Seperti kebiasaan, Paus Fransiskus, yang selain menjadi pemimpin 1,3 miliar umat Katolik dunia juga seorang kepala negara, mengirim salam kepada para pemimpin masing-masing negara yang ia terbangi, termasuk China, yang dengannya Vatikan memiliki hubungan yang sulit.
Takhta Suci memiliki hubungan diplomatik penuh dengan Taiwan, pulau demokratis yang diklaim Beijing sebagai miliknya, sementara umat Katolik China telah lama terpecah antara gereja resmi yang didukung negara dan kawanan bawah tanah yang setia kepada Paus.
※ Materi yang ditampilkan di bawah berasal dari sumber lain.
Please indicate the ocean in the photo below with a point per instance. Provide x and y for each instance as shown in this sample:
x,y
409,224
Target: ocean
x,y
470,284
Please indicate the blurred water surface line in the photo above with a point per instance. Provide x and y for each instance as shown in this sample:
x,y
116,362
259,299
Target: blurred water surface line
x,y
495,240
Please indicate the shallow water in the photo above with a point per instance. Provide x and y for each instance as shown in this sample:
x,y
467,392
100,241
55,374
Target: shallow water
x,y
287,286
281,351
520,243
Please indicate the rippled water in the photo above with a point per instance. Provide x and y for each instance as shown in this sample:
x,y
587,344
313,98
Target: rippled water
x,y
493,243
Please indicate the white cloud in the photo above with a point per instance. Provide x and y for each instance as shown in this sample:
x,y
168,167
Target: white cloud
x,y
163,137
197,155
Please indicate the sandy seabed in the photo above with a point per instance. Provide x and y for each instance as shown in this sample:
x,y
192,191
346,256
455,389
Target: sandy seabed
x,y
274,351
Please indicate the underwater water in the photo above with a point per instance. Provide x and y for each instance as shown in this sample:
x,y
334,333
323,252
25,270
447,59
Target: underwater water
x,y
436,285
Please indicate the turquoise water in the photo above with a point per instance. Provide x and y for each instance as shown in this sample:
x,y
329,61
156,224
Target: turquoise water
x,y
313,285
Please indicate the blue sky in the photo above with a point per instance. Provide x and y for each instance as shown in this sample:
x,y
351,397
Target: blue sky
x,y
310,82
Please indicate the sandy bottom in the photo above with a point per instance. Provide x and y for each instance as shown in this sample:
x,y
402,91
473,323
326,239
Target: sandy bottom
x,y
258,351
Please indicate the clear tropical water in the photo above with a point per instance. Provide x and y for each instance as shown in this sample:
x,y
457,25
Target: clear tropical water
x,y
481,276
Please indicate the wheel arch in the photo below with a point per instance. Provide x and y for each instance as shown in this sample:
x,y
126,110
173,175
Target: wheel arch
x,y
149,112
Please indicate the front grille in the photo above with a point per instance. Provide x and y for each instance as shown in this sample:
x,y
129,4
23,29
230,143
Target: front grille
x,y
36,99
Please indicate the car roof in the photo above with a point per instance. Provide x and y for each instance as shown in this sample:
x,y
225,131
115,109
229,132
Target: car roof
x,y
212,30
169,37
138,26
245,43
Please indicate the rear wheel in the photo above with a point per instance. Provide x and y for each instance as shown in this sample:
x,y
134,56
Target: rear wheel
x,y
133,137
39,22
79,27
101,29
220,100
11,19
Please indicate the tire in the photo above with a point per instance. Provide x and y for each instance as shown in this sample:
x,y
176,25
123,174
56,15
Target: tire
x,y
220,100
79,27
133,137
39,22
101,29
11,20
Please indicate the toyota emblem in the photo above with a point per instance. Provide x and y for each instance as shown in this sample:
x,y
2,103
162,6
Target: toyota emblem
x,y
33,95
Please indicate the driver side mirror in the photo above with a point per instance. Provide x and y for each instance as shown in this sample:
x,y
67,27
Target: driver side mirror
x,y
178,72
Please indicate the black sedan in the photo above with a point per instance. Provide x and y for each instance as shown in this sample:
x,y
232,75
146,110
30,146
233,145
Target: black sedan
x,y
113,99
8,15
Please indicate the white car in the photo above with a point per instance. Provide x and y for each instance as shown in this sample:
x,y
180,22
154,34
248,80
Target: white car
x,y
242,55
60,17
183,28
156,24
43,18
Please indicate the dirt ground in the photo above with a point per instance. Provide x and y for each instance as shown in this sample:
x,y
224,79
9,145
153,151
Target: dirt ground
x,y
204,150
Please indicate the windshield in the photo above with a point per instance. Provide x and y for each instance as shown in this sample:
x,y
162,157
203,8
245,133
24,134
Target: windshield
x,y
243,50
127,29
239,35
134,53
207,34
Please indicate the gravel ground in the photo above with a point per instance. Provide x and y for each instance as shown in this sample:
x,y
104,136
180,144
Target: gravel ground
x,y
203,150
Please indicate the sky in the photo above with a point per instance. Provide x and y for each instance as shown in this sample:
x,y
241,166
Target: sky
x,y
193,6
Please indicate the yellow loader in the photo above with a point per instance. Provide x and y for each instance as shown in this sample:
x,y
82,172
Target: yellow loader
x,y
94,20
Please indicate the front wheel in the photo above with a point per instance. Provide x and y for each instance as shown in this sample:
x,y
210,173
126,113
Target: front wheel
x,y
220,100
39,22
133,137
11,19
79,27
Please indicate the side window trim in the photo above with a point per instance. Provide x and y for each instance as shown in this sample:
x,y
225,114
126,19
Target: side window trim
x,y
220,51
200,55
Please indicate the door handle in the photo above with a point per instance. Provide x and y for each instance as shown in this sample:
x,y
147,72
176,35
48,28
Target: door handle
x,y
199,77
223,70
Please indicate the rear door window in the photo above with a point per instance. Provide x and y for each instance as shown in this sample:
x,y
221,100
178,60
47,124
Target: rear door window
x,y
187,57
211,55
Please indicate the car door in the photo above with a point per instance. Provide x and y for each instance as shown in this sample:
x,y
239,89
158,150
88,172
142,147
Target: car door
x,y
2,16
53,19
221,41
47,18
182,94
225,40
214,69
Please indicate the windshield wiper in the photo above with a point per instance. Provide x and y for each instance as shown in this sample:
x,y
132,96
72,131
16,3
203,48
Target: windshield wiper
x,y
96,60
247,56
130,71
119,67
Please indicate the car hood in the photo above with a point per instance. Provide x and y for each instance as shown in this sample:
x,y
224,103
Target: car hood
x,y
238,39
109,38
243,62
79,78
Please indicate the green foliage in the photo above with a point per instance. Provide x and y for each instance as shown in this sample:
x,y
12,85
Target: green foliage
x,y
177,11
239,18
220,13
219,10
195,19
Paus Fransiskus, dalam pesannya kepada Presiden China Xi Jinping, mengatakan dia memiliki harapan baik untuk semua orang China dan meyakinkan presiden tentang doanya untuk kesejahteraan bangsa.
Seorang juru bicara kementerian luar negeri China, Wang Wenbin, mengatakan restu paus mencerminkan persahabatan dan niat baik, mencatat bahwa China dan Vatikan telah mempertahankan komunikasi dalam beberapa tahun terakhir.
"China bersedia untuk terus bekerja dengan pihak yang berlawanan untuk mengadakan dialog konstruktif, meningkatkan pemahaman, membangun rasa saling percaya dan memajukan proses peningkatan hubungan antara kedua belah pihak," kata Wang.
Paus Fransiskus akan memimpin beberapa acara keagamaan sebelum dia pergi pada hari Senin, pusatnya adalah Misa di Steppe Arena pada hari Minggu.
Dia juga akan menghadiri kebaktian antaragama dan meresmikan pusat amal untuk membantu yang membutuhkan, terlepas dari agama mereka.